Relative contraindications:

  • moderate chronic renal failure;
  • moderate hyperkalemia;
  • liver cirrhosis or chronically active hepatitis;
  • chronic pulmonary heart disease in the compensation stage;
  • severe obstructive pulmonary diseases;
  • padagric kidney;
  • condition after kidney transplantation;
  • a combination of this drug with indomethacin, potassium-retaining diuretics, phenothiazines, rifampicin, allopurinol and lithium salts.

What are the side effects of ACE inhibitors?

  • dry cough;
  • headache, dizziness and general weakness;
  • arterial hypotension;
  • upper respiratory tract infections;
  • increased potassium concentration in the blood;
  • increased creatinine levels in the blood;
  • proteinuria;
  • toxic and immunopathological effects on the kidneys;
  • allergic reactions;
  • neutropenia, anemia and thrombocytopenia;
  • changes in the digestive organs (manifested by distortion of taste, nausea, vomiting, aphthous rashes on the oral mucosa, liver dysfunction);
  • paradoxical increase in blood pressure with unilateral renal artery stenosis.

ACE inhibitors are characterized by a “first dose” effect - an excessive decrease in blood pressure, with the threat of collapse, dizziness, and the possibility of fainting in the first 2-4 hours after taking a full dose of the drug. This is especially dangerous for patients with coronary artery disease and cerebral insufficiency. Therefore, both captopril and inhibitors such as enalapril are initially prescribed in a significantly reduced dose of 1/4-1/2 tablet. The exception is perindopril, which does not cause first dose hypotension.

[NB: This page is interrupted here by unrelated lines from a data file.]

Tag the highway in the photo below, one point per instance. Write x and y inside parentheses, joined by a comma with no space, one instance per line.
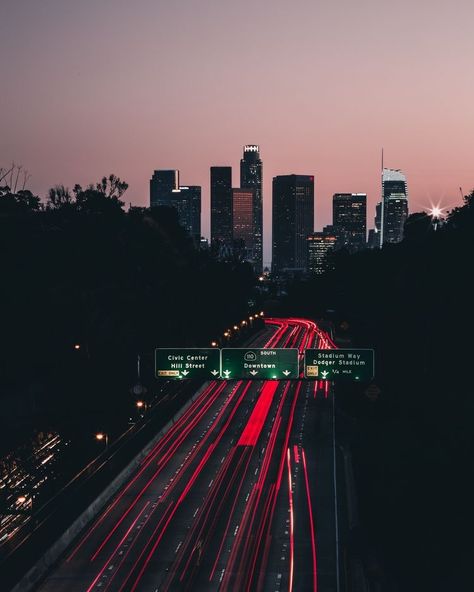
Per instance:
(224,501)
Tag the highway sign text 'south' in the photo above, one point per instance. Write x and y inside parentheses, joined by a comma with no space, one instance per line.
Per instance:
(268,364)
(187,363)
(339,364)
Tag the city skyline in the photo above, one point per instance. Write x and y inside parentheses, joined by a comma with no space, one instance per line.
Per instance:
(163,95)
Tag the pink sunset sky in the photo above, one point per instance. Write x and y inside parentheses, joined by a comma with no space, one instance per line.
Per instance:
(101,86)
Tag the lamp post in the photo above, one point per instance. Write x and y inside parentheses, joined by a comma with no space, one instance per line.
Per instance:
(102,436)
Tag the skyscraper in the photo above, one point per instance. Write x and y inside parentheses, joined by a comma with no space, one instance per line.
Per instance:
(349,215)
(394,205)
(293,222)
(162,184)
(221,206)
(251,170)
(243,222)
(320,248)
(187,201)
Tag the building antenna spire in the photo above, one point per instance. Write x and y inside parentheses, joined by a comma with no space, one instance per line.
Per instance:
(382,207)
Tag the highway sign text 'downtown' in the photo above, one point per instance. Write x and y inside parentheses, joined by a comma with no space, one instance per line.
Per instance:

Which ACE inhibitor is better?

Among ACE inhibitors, Prestarium has the best qualities. This drug at a dose of 4-8 mg when taken once a day provides an effective dose-dependent reduction in blood pressure from the first weeks of treatment. Prestarium stably controls blood pressure throughout the day with a single dose. Among all ACE inhibitors, Prestarium has the highest T/P ratio (the ratio of the final effectiveness of the drug to the maximum), which is confirmed by the FDA (US Food and Drug Administration) and the Consensus of the European Society of Cardiology. Thanks to this, Prestarium provides true control of blood pressure over a 24-hour period and reliably protects against a rise in blood pressure during the most “dangerous” morning time, when the risk of complications such as heart attack or stroke is especially high.

In terms of the price-quality ratio, the drug Berlipril should be noted as one of the high-quality generics for treatment with ACE inhibitors.